Reform and Revolution
From Yuval Levin's fine piece on how McCain should be running:
"A disposition to preserve and an ability to improve" was Edmund Burke's definition of the statesman two centuries ago, and it remains the hallmark of conservatism. While American conservatives have sometimes liked to think of themselves as revolutionaries (or radical counter-revolutionaries), the most significant accomplishments of the conservative movement have actually been targeted reforms that turned existing institutions to conservative ends. The Reagan "revolution" gave us a tax code better suited to entrepreneurship and growth. The Gingrich "revolution" gave us a welfare system with incentives geared toward encouraging independence and initiative. Conservative reform of urban law enforcement, and early efforts at reform of local education (through school choice), have improved what we have, rather than rejecting it. Reform, not revolution, is the conservative path to supporting strong families and free markets.
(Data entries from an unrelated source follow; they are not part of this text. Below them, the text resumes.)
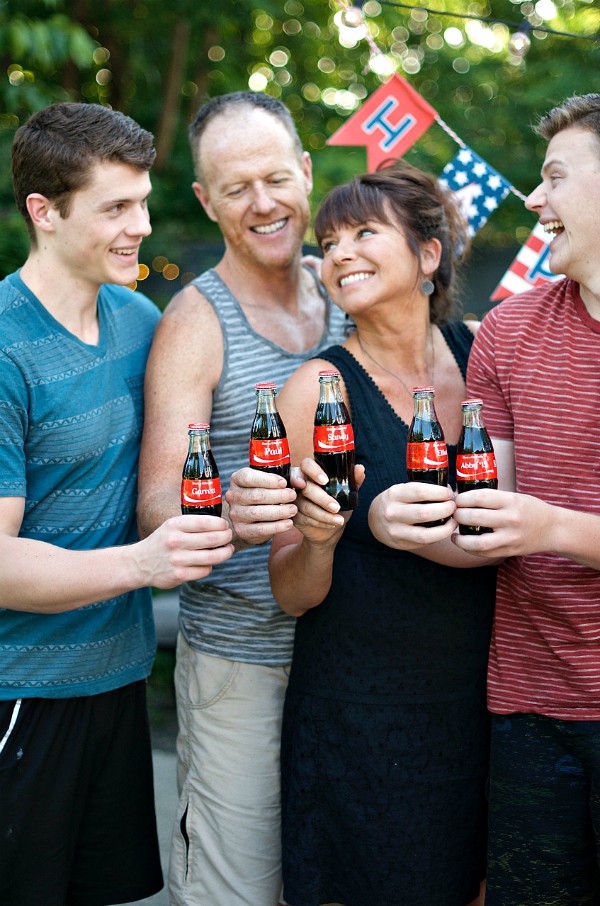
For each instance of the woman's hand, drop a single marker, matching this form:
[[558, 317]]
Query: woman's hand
[[319, 517]]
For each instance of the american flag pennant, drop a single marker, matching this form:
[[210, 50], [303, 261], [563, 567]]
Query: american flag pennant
[[530, 267], [478, 188]]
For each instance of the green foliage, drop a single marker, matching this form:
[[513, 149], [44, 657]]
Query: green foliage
[[158, 61]]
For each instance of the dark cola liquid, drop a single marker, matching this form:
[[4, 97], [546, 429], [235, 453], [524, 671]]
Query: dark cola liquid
[[197, 467], [423, 430], [475, 440], [339, 467], [269, 426]]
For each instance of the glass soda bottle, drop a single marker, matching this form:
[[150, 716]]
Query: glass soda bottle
[[426, 451], [475, 460], [333, 441], [200, 482], [269, 448]]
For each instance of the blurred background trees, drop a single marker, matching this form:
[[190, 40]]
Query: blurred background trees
[[157, 61]]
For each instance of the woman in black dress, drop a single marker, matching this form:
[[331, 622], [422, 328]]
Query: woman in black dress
[[384, 750]]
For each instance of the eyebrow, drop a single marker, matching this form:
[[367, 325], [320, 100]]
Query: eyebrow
[[554, 161]]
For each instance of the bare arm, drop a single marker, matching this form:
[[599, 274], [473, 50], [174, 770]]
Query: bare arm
[[301, 560], [43, 578]]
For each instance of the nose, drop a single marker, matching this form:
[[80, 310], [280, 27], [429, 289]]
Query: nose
[[343, 250], [262, 202], [139, 225], [536, 199]]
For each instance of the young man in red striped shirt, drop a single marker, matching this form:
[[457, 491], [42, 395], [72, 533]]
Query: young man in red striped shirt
[[535, 363]]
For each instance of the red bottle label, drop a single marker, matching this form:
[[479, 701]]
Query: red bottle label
[[333, 438], [428, 454], [201, 492], [476, 467], [273, 452]]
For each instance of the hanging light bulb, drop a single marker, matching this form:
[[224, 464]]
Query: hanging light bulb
[[352, 17], [519, 43]]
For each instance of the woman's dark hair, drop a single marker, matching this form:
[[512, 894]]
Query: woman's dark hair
[[402, 195]]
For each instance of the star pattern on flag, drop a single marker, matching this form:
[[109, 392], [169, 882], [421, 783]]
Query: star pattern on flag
[[479, 188]]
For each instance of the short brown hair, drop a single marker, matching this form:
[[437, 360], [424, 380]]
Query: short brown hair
[[253, 100], [401, 194], [582, 112], [55, 150]]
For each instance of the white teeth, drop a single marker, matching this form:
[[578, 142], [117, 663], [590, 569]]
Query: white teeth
[[355, 278], [270, 228]]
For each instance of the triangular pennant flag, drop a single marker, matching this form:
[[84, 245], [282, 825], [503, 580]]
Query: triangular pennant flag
[[529, 268], [478, 187], [388, 123]]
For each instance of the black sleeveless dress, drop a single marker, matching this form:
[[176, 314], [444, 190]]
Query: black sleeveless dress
[[385, 733]]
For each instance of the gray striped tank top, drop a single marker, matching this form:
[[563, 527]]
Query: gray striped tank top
[[232, 613]]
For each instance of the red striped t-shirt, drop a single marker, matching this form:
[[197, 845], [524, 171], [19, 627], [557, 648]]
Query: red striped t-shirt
[[536, 364]]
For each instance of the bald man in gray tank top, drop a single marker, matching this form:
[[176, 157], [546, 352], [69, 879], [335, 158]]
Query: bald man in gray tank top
[[255, 317]]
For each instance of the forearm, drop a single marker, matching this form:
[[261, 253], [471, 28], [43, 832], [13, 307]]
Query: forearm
[[155, 507], [575, 535], [301, 574], [42, 578]]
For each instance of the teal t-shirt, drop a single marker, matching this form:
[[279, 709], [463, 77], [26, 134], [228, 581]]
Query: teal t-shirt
[[70, 427]]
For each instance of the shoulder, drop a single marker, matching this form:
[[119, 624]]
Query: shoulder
[[123, 297], [188, 339], [189, 305], [524, 306], [306, 376]]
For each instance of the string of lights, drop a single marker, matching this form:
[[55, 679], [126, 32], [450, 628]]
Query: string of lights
[[520, 26]]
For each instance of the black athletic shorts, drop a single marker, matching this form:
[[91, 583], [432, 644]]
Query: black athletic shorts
[[77, 820]]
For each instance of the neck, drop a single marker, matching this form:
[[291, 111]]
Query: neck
[[270, 287], [409, 363], [591, 300]]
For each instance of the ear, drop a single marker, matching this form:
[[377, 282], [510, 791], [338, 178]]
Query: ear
[[42, 212], [307, 171], [431, 252], [202, 196]]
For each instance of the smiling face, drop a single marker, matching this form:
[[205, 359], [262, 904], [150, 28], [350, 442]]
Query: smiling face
[[567, 202], [372, 263], [98, 240], [256, 187]]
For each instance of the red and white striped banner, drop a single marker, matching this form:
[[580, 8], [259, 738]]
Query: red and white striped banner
[[529, 268]]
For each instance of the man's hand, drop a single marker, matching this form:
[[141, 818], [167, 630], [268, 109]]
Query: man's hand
[[260, 506], [183, 549], [398, 514], [521, 524]]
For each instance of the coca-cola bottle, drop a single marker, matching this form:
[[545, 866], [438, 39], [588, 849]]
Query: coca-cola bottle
[[333, 441], [475, 460], [200, 482], [269, 448], [426, 452]]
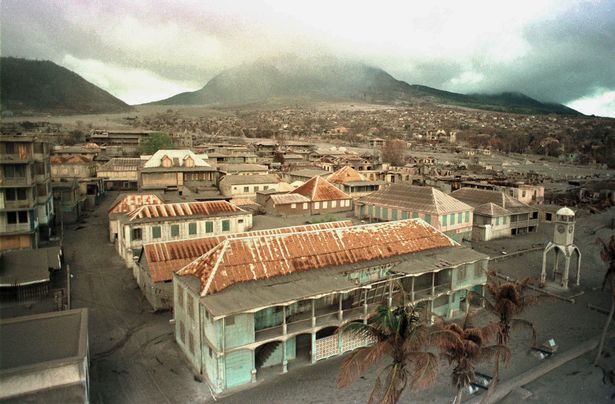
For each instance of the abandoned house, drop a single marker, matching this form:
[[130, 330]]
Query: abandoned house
[[523, 218], [260, 301], [158, 261], [403, 201]]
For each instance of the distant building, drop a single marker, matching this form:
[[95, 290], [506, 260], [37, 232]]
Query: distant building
[[237, 314], [120, 173], [523, 218], [44, 358], [176, 170], [403, 201], [26, 200]]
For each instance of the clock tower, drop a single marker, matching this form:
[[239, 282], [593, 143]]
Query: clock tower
[[562, 244]]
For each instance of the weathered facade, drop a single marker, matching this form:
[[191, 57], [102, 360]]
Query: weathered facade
[[259, 301], [158, 261], [323, 197], [402, 201], [177, 221], [26, 201], [523, 218]]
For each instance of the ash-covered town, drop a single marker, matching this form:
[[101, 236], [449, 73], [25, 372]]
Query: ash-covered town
[[354, 239]]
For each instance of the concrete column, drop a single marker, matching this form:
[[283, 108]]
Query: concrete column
[[284, 358], [284, 330], [313, 314]]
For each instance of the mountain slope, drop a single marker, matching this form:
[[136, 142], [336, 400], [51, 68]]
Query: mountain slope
[[43, 86], [331, 81]]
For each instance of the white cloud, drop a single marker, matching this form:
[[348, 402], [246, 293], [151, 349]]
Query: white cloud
[[601, 103], [131, 85]]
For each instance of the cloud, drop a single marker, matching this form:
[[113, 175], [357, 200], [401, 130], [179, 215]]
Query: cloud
[[552, 50]]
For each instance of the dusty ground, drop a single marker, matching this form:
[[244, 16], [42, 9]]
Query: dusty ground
[[134, 358]]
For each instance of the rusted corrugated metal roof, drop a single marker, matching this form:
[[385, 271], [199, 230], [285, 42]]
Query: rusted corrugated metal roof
[[344, 175], [285, 199], [318, 189], [414, 198], [259, 257], [165, 258], [167, 210], [129, 202]]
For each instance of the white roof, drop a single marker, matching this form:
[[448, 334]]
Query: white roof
[[156, 159]]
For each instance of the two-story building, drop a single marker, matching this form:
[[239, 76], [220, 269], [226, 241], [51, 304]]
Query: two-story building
[[26, 200], [270, 300], [158, 261], [403, 201], [522, 219], [177, 221]]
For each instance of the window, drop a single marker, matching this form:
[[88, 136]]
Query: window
[[137, 234]]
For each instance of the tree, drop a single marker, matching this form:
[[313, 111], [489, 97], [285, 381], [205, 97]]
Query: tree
[[607, 253], [156, 141], [394, 152], [470, 349], [399, 333]]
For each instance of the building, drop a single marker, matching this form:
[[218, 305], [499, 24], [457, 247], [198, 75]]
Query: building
[[44, 358], [353, 183], [323, 197], [126, 203], [120, 173], [403, 201], [177, 221], [26, 199], [260, 301], [523, 218], [25, 274], [176, 170], [246, 186], [158, 261]]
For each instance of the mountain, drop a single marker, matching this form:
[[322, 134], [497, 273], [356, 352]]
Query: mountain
[[326, 80], [43, 86]]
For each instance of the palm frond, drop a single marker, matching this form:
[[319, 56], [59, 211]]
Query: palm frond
[[359, 361]]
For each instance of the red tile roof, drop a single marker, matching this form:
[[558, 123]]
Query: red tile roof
[[318, 189], [165, 258], [345, 174], [167, 210], [260, 257], [129, 202]]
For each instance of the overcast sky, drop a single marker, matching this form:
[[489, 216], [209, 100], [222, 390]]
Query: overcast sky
[[144, 50]]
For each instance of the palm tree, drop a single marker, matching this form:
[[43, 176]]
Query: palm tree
[[607, 253], [400, 333], [506, 300], [470, 349]]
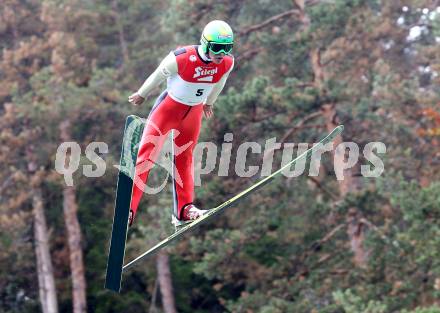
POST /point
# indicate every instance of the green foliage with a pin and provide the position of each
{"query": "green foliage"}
(286, 248)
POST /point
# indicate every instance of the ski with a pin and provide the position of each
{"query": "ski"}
(215, 211)
(132, 134)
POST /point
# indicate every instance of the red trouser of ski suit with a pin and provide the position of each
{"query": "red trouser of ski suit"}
(166, 115)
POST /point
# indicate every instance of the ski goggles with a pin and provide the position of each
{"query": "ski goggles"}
(217, 48)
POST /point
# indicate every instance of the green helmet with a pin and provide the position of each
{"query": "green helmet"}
(217, 36)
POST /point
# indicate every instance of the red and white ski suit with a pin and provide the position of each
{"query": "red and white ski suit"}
(192, 83)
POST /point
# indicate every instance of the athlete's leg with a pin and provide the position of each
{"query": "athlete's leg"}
(163, 117)
(184, 143)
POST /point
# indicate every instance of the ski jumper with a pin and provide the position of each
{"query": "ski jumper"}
(192, 81)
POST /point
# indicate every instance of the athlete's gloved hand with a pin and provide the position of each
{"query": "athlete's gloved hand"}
(136, 99)
(208, 110)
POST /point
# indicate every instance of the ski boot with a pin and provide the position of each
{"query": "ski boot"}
(190, 214)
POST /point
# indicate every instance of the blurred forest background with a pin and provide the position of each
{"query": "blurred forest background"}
(306, 244)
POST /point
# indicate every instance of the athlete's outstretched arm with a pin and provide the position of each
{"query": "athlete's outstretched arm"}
(166, 68)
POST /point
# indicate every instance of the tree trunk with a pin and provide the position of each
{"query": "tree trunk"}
(70, 209)
(165, 282)
(356, 229)
(46, 281)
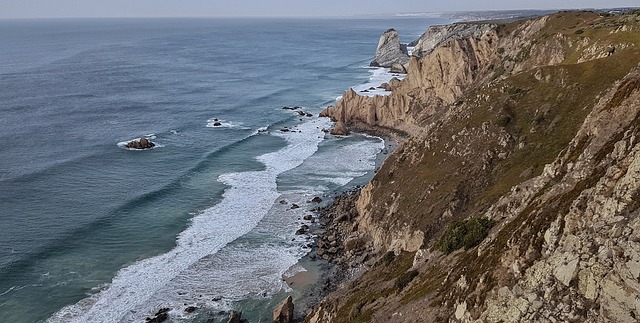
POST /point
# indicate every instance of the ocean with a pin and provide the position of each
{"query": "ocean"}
(93, 232)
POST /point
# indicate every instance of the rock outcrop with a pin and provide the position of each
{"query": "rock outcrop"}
(390, 51)
(142, 143)
(284, 312)
(438, 35)
(509, 123)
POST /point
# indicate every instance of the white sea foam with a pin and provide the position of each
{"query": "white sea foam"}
(211, 123)
(245, 203)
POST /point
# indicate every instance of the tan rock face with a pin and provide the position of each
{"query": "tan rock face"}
(517, 126)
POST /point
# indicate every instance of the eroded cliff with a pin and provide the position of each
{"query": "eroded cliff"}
(531, 125)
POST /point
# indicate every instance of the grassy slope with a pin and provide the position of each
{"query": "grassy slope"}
(427, 181)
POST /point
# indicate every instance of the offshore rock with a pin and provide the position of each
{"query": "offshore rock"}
(340, 129)
(142, 143)
(284, 312)
(506, 122)
(389, 50)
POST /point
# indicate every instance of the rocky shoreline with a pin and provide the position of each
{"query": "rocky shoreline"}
(341, 254)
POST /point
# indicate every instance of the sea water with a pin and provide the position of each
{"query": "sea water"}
(93, 232)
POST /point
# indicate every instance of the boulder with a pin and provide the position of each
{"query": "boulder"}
(284, 312)
(142, 143)
(340, 129)
(390, 50)
(235, 317)
(161, 316)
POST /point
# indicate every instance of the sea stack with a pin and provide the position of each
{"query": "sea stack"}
(142, 143)
(390, 51)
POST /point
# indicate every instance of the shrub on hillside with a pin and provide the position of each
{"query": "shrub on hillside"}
(468, 234)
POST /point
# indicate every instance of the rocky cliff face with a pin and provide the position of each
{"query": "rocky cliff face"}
(531, 126)
(390, 51)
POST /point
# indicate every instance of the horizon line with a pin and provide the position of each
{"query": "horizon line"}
(414, 14)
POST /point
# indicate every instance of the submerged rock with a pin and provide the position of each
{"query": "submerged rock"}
(340, 129)
(284, 312)
(161, 316)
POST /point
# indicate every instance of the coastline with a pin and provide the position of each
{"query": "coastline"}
(327, 265)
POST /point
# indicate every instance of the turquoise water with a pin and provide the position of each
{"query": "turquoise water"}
(92, 231)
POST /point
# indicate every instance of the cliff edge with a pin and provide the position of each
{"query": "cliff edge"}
(515, 196)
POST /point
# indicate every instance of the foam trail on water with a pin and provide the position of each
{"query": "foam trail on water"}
(247, 200)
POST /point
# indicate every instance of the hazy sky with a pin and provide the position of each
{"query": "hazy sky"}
(206, 8)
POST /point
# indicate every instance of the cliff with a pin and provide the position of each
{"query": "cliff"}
(515, 195)
(390, 51)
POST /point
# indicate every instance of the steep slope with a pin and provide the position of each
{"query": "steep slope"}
(531, 126)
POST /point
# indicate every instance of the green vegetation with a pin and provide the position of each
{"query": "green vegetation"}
(468, 234)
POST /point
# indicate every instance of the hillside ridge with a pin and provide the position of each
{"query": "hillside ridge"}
(514, 196)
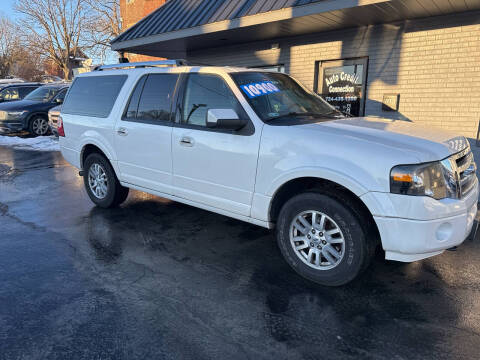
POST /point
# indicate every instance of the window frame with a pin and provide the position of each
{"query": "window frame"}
(59, 93)
(69, 88)
(247, 130)
(318, 77)
(150, 121)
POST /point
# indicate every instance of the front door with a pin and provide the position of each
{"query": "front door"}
(213, 167)
(143, 135)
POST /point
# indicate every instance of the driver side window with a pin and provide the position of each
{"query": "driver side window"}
(60, 96)
(10, 94)
(204, 92)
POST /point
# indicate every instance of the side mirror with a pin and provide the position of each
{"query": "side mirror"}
(224, 119)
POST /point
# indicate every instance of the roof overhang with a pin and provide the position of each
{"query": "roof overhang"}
(293, 21)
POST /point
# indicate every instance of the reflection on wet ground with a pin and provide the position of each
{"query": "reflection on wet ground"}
(158, 279)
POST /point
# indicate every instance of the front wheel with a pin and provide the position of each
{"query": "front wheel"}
(101, 183)
(321, 239)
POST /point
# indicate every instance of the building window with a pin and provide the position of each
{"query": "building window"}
(342, 83)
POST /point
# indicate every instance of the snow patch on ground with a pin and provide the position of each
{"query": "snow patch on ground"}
(40, 143)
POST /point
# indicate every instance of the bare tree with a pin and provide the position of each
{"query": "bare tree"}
(9, 45)
(54, 28)
(104, 25)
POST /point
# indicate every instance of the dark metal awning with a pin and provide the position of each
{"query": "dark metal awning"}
(180, 26)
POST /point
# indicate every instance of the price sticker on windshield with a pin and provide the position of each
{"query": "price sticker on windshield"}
(258, 89)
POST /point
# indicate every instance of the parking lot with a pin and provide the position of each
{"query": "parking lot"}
(155, 279)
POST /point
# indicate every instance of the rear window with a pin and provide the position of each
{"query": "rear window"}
(93, 95)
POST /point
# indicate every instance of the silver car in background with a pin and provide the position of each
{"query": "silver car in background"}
(53, 115)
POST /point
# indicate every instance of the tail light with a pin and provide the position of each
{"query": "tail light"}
(60, 129)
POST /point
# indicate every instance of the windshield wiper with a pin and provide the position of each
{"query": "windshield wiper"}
(293, 113)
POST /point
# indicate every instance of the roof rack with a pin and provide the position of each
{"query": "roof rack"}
(142, 64)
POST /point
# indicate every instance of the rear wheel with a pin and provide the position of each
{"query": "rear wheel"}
(101, 183)
(322, 239)
(38, 125)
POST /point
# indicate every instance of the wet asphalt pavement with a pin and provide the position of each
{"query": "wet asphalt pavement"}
(155, 279)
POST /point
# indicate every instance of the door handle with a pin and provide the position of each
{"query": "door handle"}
(186, 141)
(122, 131)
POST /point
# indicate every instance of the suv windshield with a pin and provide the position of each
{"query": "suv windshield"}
(43, 94)
(275, 95)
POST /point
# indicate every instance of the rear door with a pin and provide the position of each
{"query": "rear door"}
(143, 134)
(210, 166)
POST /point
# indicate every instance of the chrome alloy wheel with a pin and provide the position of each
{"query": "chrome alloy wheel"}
(97, 180)
(40, 126)
(317, 240)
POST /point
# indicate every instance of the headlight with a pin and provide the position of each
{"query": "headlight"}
(13, 115)
(435, 179)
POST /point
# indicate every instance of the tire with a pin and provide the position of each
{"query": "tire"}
(338, 263)
(38, 125)
(108, 193)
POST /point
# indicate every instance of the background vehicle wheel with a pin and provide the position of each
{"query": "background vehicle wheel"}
(38, 126)
(322, 239)
(101, 183)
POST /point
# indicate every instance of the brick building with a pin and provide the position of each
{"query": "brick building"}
(401, 59)
(133, 11)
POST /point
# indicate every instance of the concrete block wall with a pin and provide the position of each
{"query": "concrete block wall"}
(433, 63)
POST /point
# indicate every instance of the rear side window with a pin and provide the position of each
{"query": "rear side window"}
(93, 95)
(151, 99)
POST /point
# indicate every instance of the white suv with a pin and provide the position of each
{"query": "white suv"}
(259, 147)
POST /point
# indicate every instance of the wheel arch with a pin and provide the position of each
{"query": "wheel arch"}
(328, 187)
(90, 148)
(32, 115)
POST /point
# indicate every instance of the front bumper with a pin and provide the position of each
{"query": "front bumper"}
(7, 126)
(421, 227)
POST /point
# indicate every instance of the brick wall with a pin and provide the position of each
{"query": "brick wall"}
(134, 10)
(433, 63)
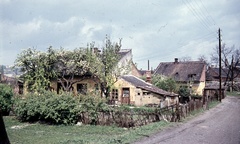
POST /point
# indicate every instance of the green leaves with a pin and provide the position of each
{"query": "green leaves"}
(48, 107)
(6, 95)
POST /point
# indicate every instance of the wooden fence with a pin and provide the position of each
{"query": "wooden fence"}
(132, 118)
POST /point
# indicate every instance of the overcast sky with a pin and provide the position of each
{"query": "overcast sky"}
(155, 30)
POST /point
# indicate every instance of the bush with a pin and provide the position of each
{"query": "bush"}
(6, 95)
(48, 107)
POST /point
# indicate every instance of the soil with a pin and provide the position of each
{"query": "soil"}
(219, 125)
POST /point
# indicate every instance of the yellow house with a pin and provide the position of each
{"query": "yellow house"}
(130, 89)
(81, 85)
(188, 73)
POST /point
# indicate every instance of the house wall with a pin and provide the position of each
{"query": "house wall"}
(89, 81)
(135, 71)
(200, 88)
(138, 96)
(123, 84)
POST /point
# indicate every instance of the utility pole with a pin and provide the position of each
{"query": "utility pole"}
(220, 66)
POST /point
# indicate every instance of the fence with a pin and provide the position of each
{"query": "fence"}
(133, 118)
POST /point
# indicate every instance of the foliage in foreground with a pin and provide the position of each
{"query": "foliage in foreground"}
(48, 107)
(6, 95)
(40, 133)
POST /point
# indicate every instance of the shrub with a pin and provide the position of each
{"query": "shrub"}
(48, 107)
(6, 95)
(92, 104)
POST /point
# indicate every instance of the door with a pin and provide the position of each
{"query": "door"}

To this analysis, I would add one further point: The likely alternative to the reformist tendency on the Right - a tendency to which Yuval and I both subscribe, obviously, and which is limned by George Packer in this week's New Yorker - is a right-wing politics that would tend to be simultaneously revolutionary and quietistic. Or, perhaps more aptly, that would cycle between radical dreams and resigned, "let's withdraw from politics" pessimism. This "revolution or bust" tendency has defined traditionalist conservatism for some time now, with an alienation from actual-existing American politics coexisting with sweeping visions for what American politicians ought to be doing with themselves instead; it's manifested itself frequently among religious conservatives over the years as well; and in an era of liberal re-ascendency, it's easy to imagine such a spirit engulfing the entire American Right. You start by telling yourself that retrenchment - whether to the age of Gingrich or Reagan or Robert Taft - is the path to victory, and you end, when victory doesn't materialize, by embracing defeat as a badge of honor, and pining for either the barricades or the monastery.
I should add that of course there are times when quietism is the better part of valor, and times when revolutions are necessary things. And given my own declinist instincts, I can easily imagine myself ending my writing career sharing the "only a revolution (or the Benedict option) can save us now" point of view that some of my favorite dissident conservatives partake of. But I'm not ready to take that path just yet.